And then, can you discuss how the close rates embedded in the current guidance as compared to what you experienced this past quarter?

Brian NeSmith

Yes, we had in the guidance, we had used and we've seen close rates in Q4, really see a decrement from what we have seen in Q3, and more towards what we had seen in the beginning of the fiscal year. So we went ahead and applied those lower close rates going into Q1 from the overall calculus of how we did our guidance.

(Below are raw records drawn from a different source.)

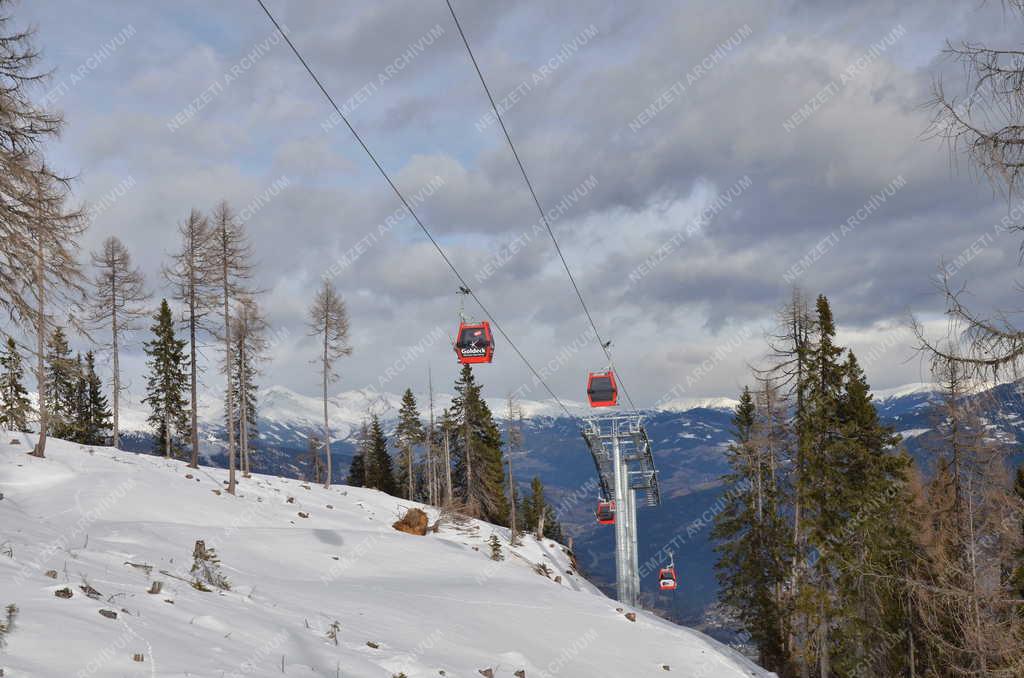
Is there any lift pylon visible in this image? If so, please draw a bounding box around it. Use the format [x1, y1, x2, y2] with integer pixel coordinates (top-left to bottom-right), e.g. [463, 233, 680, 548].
[581, 414, 662, 607]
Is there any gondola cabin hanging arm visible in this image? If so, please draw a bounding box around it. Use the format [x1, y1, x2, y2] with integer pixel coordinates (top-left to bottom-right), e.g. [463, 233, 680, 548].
[594, 501, 615, 525]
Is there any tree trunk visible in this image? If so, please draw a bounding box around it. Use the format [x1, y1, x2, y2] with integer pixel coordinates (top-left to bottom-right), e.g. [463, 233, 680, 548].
[221, 251, 236, 495]
[188, 241, 199, 468]
[111, 268, 121, 450]
[239, 342, 252, 478]
[324, 327, 334, 490]
[444, 425, 452, 504]
[406, 444, 416, 502]
[462, 413, 475, 515]
[31, 236, 50, 457]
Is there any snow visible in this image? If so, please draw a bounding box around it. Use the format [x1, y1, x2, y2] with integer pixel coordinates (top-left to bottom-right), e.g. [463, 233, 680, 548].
[0, 432, 771, 678]
[872, 381, 940, 401]
[657, 397, 739, 412]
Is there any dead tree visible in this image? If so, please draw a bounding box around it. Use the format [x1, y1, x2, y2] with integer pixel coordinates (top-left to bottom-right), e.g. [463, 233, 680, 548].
[163, 209, 216, 468]
[927, 0, 1024, 204]
[89, 236, 150, 448]
[208, 201, 252, 495]
[307, 280, 352, 488]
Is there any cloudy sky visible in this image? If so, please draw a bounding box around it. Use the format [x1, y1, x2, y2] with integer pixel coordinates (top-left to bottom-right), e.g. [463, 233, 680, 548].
[14, 0, 1022, 407]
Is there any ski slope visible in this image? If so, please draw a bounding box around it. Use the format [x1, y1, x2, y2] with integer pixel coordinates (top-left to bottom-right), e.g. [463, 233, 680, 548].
[0, 431, 772, 678]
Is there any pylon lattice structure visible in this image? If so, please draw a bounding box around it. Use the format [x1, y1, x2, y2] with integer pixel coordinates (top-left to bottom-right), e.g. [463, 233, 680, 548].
[581, 414, 662, 607]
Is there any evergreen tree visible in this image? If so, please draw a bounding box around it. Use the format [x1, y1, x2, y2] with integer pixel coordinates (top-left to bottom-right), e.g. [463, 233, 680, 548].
[0, 337, 32, 431]
[142, 299, 189, 458]
[79, 351, 114, 444]
[46, 328, 77, 438]
[66, 353, 89, 444]
[225, 326, 259, 476]
[395, 388, 426, 499]
[824, 351, 916, 675]
[362, 415, 397, 495]
[1011, 466, 1024, 600]
[517, 476, 564, 542]
[345, 422, 370, 488]
[712, 388, 786, 672]
[452, 365, 509, 525]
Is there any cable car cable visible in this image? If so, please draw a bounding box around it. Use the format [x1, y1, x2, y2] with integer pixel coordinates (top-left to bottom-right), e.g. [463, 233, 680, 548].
[256, 0, 577, 419]
[444, 0, 638, 412]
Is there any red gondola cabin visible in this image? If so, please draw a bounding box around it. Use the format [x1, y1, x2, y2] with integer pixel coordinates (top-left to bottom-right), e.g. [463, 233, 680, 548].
[587, 370, 618, 408]
[455, 321, 495, 365]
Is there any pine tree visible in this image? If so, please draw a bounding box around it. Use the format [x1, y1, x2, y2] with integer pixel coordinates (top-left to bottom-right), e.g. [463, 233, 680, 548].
[0, 337, 32, 431]
[345, 422, 370, 488]
[46, 328, 77, 437]
[226, 296, 268, 478]
[1010, 466, 1024, 600]
[81, 351, 113, 444]
[66, 353, 89, 444]
[142, 299, 189, 459]
[364, 415, 397, 495]
[395, 388, 426, 500]
[205, 201, 253, 495]
[163, 209, 216, 468]
[712, 386, 788, 672]
[307, 279, 352, 488]
[452, 365, 509, 525]
[824, 351, 918, 675]
[522, 476, 561, 539]
[90, 236, 150, 448]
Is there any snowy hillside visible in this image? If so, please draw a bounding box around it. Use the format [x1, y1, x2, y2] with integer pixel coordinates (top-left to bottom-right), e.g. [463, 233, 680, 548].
[0, 434, 770, 678]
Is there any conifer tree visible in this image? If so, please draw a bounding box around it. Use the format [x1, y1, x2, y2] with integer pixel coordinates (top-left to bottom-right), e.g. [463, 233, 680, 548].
[0, 337, 32, 432]
[204, 201, 253, 495]
[227, 296, 268, 477]
[46, 327, 77, 437]
[1010, 465, 1024, 600]
[364, 414, 397, 495]
[307, 279, 352, 488]
[90, 236, 150, 448]
[81, 351, 113, 444]
[522, 476, 564, 542]
[822, 351, 916, 675]
[452, 365, 509, 524]
[345, 422, 370, 488]
[66, 353, 89, 443]
[395, 388, 426, 500]
[163, 209, 216, 468]
[142, 299, 189, 459]
[712, 388, 788, 672]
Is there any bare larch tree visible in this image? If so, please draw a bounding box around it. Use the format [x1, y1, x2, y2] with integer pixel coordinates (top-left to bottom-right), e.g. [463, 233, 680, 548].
[0, 7, 86, 457]
[27, 177, 85, 457]
[89, 236, 150, 448]
[308, 280, 352, 488]
[163, 209, 216, 468]
[209, 201, 252, 495]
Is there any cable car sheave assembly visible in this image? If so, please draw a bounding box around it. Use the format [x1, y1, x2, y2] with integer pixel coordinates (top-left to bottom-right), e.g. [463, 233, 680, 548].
[581, 414, 663, 606]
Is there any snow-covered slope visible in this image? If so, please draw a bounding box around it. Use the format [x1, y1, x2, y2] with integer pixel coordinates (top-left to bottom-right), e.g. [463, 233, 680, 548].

Jess Lubert - Wells Fargo Securities, LLC

Is it fair to assume that the close rates in the guidance are below those you actually experienced this past quarter? Or are they comparable?

Gordon Brooks

They would be comparable in most areas. And then, we judgmentally took a look at what we had seen in Europe to see if we needed to go ahead and adjust those.

Operator

And the next question is from Alex Kurtz of Merriman & Co.

Unidentified Analyst

This is Amelia [ph] in for Alex today. In regards to your PacketShaper products, what's the pipeline for any new PacketShaper products you're coming out with? And how was that being communicated to the partners?

Brian NeSmith

So fairly imminent on the horizon, I don't -- we've had a series of ongoing releases where we deliver further granularity on the classifications of type of applications that we can support in what we're doing. We do have a release coming up this quarter, where we have moved our URL classification technology that runs on ProxySG on the PacketShaper. So it's going to expand in a significant way, the types and level of granularity that PacketShaper can actually classify applications that are Internet-related content. One thing we're excited about that is we think that it's going to open up a new tool for us to do security assessments. We already use PacketShaper to do network assessments in the WAN Optimization world. And now, we'll be able to use the PacketShaper product to do security assessments, which can point out the efficiencies with our competitor products, our customers that don't have things configured in a way that allows them to get the necessary levels of security and comfort, that they're getting what they expect with other security infrastructure. But we continue in investing, and there'll be -- I'm sure, as we go through the course of the fiscal year, the incremental releases that we deliver other functionality as well, but that's the one that's on the near-term horizon.

Unidentified Analyst

And just as a follow-up, could you reiterate your long-term growth rate for PacketShaper?

Gordon Brooks

I think we've been generally clear that the growth rate is approximately zero. It's a flat business, up or down a little bit.

Operator

And our next question is from Alex Henderson.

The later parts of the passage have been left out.